Minggu, 13 Mei 2012

Sri Sultan Hamengku Buwono X ; Pemimpin itu harus ber- Tri Sakti Brata


   Malang pada (11/05/2012) benar-benar seperti mendapat durian runtuh. Seakan tidak percaya dengan apa yang benar-benar terjadi pada malam itu. Disaksikan ratusan mungkin ribuan orang menyambut kedatangan Sri Sultan Hamengku Buwono X di jalan ijen tepatnya di perpus kota Malang. Kedatangan Sri Sultan ini membawa aroma baru terhadap era kepemimpinan era modern yang mengangungkan republic sebagai system dari pada kerajaan sebagai manuver baru untuk memperbaiki kondisi bangsa. Kepemimpinan Sri Sultan yang berpusat di Ngayogyokarto adalah model monarki, sistem kerajaan utuh yang tidak dapat diintervensi oleh apapun, bahkan oleh Negara sekalipun. Kerajaan ini mempunyai otonomi independen untuk mengatur, membangun, dan mensejahterakan masyarakatnya sendiri. Presiden hanya bisa pakewuh, sungkem, dan andhap ashor jika sudah masuk wilayah Ngayogyokarto ini.
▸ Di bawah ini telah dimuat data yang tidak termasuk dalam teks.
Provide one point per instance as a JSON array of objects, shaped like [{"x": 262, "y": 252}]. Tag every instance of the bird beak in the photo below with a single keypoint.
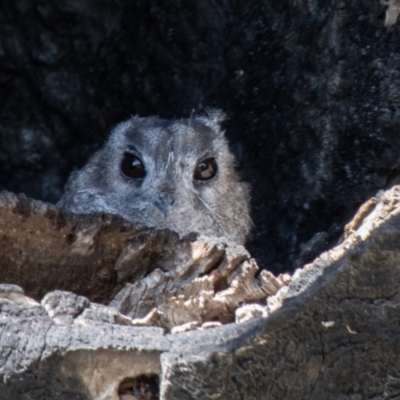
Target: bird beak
[{"x": 165, "y": 203}]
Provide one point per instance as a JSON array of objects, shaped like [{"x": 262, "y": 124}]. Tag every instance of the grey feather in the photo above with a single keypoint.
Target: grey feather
[{"x": 168, "y": 195}]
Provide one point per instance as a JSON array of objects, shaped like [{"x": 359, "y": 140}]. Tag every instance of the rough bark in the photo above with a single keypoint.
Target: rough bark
[
  {"x": 311, "y": 87},
  {"x": 330, "y": 333}
]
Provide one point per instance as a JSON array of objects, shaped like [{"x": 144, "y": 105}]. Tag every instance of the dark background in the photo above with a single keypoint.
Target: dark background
[{"x": 311, "y": 89}]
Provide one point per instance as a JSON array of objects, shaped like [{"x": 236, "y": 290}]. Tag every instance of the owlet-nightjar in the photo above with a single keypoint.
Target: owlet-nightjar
[{"x": 174, "y": 174}]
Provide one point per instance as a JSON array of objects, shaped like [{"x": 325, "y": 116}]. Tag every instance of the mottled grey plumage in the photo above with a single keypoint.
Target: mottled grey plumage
[{"x": 168, "y": 195}]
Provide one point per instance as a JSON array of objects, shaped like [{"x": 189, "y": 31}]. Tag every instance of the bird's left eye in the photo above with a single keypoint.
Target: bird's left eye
[
  {"x": 205, "y": 170},
  {"x": 132, "y": 166}
]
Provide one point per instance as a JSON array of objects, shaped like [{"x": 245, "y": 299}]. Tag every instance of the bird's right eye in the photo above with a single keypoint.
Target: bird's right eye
[{"x": 132, "y": 166}]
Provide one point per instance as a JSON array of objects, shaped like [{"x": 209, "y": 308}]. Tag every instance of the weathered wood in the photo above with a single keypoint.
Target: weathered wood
[{"x": 331, "y": 333}]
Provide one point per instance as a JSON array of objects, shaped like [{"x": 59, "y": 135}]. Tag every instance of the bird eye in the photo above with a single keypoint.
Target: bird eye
[
  {"x": 132, "y": 166},
  {"x": 205, "y": 170}
]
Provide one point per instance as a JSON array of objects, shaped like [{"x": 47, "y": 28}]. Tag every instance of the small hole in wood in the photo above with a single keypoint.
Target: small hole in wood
[{"x": 143, "y": 387}]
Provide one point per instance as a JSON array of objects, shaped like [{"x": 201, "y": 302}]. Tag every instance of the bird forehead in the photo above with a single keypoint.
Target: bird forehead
[{"x": 170, "y": 139}]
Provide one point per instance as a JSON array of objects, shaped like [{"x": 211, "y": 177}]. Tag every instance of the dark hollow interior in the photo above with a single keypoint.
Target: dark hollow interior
[{"x": 311, "y": 89}]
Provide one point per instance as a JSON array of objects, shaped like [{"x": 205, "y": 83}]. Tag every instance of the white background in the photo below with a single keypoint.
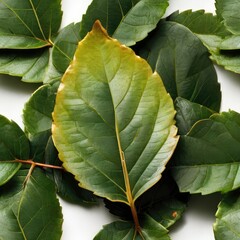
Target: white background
[{"x": 82, "y": 223}]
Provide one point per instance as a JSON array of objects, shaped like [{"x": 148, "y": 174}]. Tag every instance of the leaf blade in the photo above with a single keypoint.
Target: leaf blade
[
  {"x": 99, "y": 109},
  {"x": 211, "y": 154}
]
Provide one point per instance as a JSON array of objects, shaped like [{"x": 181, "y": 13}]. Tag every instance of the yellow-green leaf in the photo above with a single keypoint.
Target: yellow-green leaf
[{"x": 113, "y": 120}]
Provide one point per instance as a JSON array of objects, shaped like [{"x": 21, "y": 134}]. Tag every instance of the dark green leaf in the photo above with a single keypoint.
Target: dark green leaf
[
  {"x": 230, "y": 60},
  {"x": 126, "y": 20},
  {"x": 228, "y": 10},
  {"x": 65, "y": 46},
  {"x": 208, "y": 27},
  {"x": 13, "y": 145},
  {"x": 38, "y": 144},
  {"x": 163, "y": 202},
  {"x": 120, "y": 230},
  {"x": 113, "y": 113},
  {"x": 189, "y": 113},
  {"x": 209, "y": 153},
  {"x": 226, "y": 226},
  {"x": 66, "y": 185},
  {"x": 30, "y": 211},
  {"x": 31, "y": 65},
  {"x": 183, "y": 63},
  {"x": 123, "y": 230}
]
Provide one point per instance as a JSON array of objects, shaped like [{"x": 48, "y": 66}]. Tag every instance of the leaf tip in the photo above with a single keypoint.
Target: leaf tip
[{"x": 97, "y": 27}]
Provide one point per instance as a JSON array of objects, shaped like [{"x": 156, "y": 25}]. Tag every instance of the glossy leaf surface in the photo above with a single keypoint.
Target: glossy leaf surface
[
  {"x": 32, "y": 22},
  {"x": 125, "y": 230},
  {"x": 188, "y": 113},
  {"x": 227, "y": 224},
  {"x": 183, "y": 63},
  {"x": 30, "y": 211},
  {"x": 37, "y": 113},
  {"x": 208, "y": 27},
  {"x": 116, "y": 113},
  {"x": 13, "y": 145},
  {"x": 228, "y": 10},
  {"x": 65, "y": 46},
  {"x": 126, "y": 20},
  {"x": 208, "y": 154}
]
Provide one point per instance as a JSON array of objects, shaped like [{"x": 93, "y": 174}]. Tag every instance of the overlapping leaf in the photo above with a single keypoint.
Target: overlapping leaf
[
  {"x": 208, "y": 27},
  {"x": 126, "y": 20},
  {"x": 125, "y": 230},
  {"x": 228, "y": 10},
  {"x": 209, "y": 154},
  {"x": 188, "y": 113},
  {"x": 13, "y": 145},
  {"x": 102, "y": 111},
  {"x": 113, "y": 120},
  {"x": 28, "y": 24},
  {"x": 37, "y": 118},
  {"x": 183, "y": 63},
  {"x": 22, "y": 206},
  {"x": 227, "y": 224},
  {"x": 215, "y": 31}
]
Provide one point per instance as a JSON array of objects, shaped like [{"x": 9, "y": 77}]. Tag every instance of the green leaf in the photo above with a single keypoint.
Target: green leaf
[
  {"x": 188, "y": 113},
  {"x": 66, "y": 186},
  {"x": 116, "y": 114},
  {"x": 208, "y": 27},
  {"x": 126, "y": 20},
  {"x": 37, "y": 112},
  {"x": 13, "y": 145},
  {"x": 227, "y": 223},
  {"x": 32, "y": 22},
  {"x": 183, "y": 63},
  {"x": 208, "y": 154},
  {"x": 30, "y": 211},
  {"x": 65, "y": 46},
  {"x": 162, "y": 202},
  {"x": 230, "y": 60},
  {"x": 228, "y": 10},
  {"x": 30, "y": 65},
  {"x": 120, "y": 230}
]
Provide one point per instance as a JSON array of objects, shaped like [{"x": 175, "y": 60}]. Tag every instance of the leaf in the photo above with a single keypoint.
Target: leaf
[
  {"x": 28, "y": 24},
  {"x": 28, "y": 64},
  {"x": 117, "y": 230},
  {"x": 228, "y": 11},
  {"x": 37, "y": 112},
  {"x": 65, "y": 46},
  {"x": 208, "y": 154},
  {"x": 183, "y": 63},
  {"x": 66, "y": 186},
  {"x": 126, "y": 20},
  {"x": 115, "y": 114},
  {"x": 188, "y": 113},
  {"x": 227, "y": 223},
  {"x": 90, "y": 116},
  {"x": 207, "y": 27},
  {"x": 230, "y": 60},
  {"x": 13, "y": 145},
  {"x": 32, "y": 211},
  {"x": 120, "y": 230},
  {"x": 162, "y": 202}
]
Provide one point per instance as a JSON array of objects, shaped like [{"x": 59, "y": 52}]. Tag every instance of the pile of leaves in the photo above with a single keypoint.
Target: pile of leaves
[{"x": 128, "y": 112}]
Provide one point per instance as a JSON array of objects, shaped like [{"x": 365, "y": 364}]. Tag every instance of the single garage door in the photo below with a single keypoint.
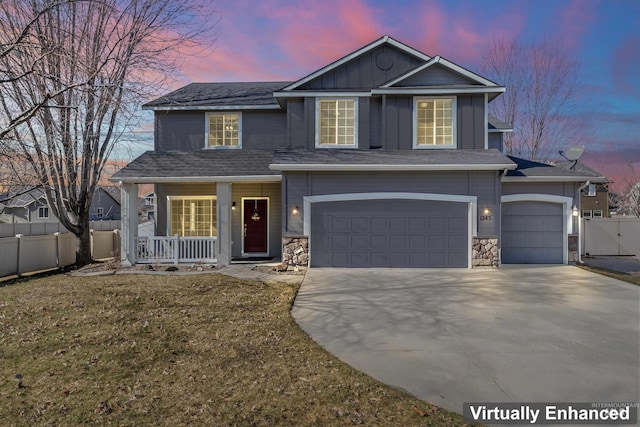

            Penyambutan silaturahmi ini dikonsep dengan sebuah dialog, mengambil tema tentang “kebudayaaan jawa” mengejawentahkan kepemimpinan jawa dalam era modern. Narasumber utama dalam dialog ini tentunya Sri Sultan Hamengku Buwono sendiri dengan Wali Kota Malang KRHT Peni Suparto Adhi Negoro. Di hadiri oleh KPS (Komunitas Pecinta Seni) Malang Raya, para budayawan, akademisi, dan masyaarakat kota bunga sendiri tentunya.
            Dalam dialog tersebut, Sri Sultan memberi satu konsep kepemimpinan jawa yang sampai hari ini jarang sekali di sinauni oleh pemimpin bangsa saat ini. Bahwa dalam tradisi jawa pemimpin itu harus mempunyai yang namanya Tri sakti Brata. Pertama, Rahayuning Bawono Pramubo Ning Waskito yaitu sesungguhnya manusia hidup di alam sejatinya harus rukun dengan alam. Alam adalah satu kesatuan yang tidak dapat dipisahkan dari urgensi kehidupan manusia. Jika manusia tidak bisa bersahabat, inferioritas terhadap alam, maka siap-siaplah alam yang akan membalas kelakuan manusia. Bumi adalah harapan yang bisa membuat manusia bisa hidup. Bumi bukanlah dikuasai untuk kesejahteraan manusia, tapi bumi harusnya dipelihara demi seimbangnya ekosistem yang ada.
            Kedua, Darmaning Manungso. Adalah keniscayaan yang hak bagi manusia untuk mempunyai hubungan harmonis diantara sesama. Sri Sultan memberikan contoh yang jelas, bahwa manusia dihadapan sesama manusia harus mengedepankan keterpujian akhlak, kejujuran dalam bersosial, menolong diantara sesama, hormat, saling menghargai dan segala apa-apa yang menjadi moralitas kebaikan. Manusia di alam ini hanya mempunyai dua kewajiban. Pertama, mengagungkan asma Tuhan dan yang kedua berkemanusiaan.
            Ketiga, Rahayuning Manungso Dumadi Soko Rumangsane. Pada intinya adalah manusia berkewajiban untuk berperilaku secara normatif, berperikemanusiaan terhadap sesama. Juga dilandasi ketakwaan dan mengagugkan asma Tuhan yaitu Allah swt.
            Seperti inilah syarat wajib yang hrus dipunyai pemimpin dalam filosofi jawa. Pemimpin menurut Sri Sultan adalah mereka yang ikhlas mengabdi kepada rakyatnya sekalipun rakyatnya menaruh kebencian dan tidak suka kepada pemimpinnya. Juga simbolisasi pemimpin yang dicari adalah hakikat hidupnya bukan dari keduniawiannya.
          Sri Sultan juga menegaskan, bahwa ada tiga hal yang dijaga dari hamengku Buwono I hingga sekarang. Yaitu merah putih[1], pancasila, dan Bhineka Tunggal Ika.  

Tari Topeng
  Begitupun pula dengan wali kota Peni Suparto, Peni juga mempunyai satu konsep yang luhur tentang kepemimpinan dalam jawa yang tidak ada dalam filosofi kepemimpinan di bangsa manapun. Peni yang juga dianggap sebagai keturunan darah biru ini menjelaskan bahwa ada tiga yang harus dipatrikan dalam sanubari pemimpin jika berkuasa. Pertama, Rumongso melu handar Beri. Merasa ikut memiliki. Kedua, Wani Ngrumpeki. Berani untuk membela dengan tulus dan ikhlas. Ketiga, Mulah Sarino Angroso Wani. Mawas diri dalam mengerjakan apapun dengan kebenaran yang objektif. Mengedepankan kepentingan bersama daripada kepentingan pribadi.
            Dialog kebudayaan juga ini diramaikan dengan penampilan tari topeng oleh pecinta kesenian Malang.  

Malang, 13 Mei 2012
02.00 Wib Dini Hari
             


[1] Sri Sultan tidak menyebut NKRI, tapi beliau lebih menyebut pada Merah Putih. Karena jika yang dibicarakan adalah NKRI maka itu sudah memasuki wilaya politik, bukan kebudayaan. Maka, representasi merah putih menurut Sri sultan adalah satu komposisi utuh tentang kebudayaan yang harus dijaga.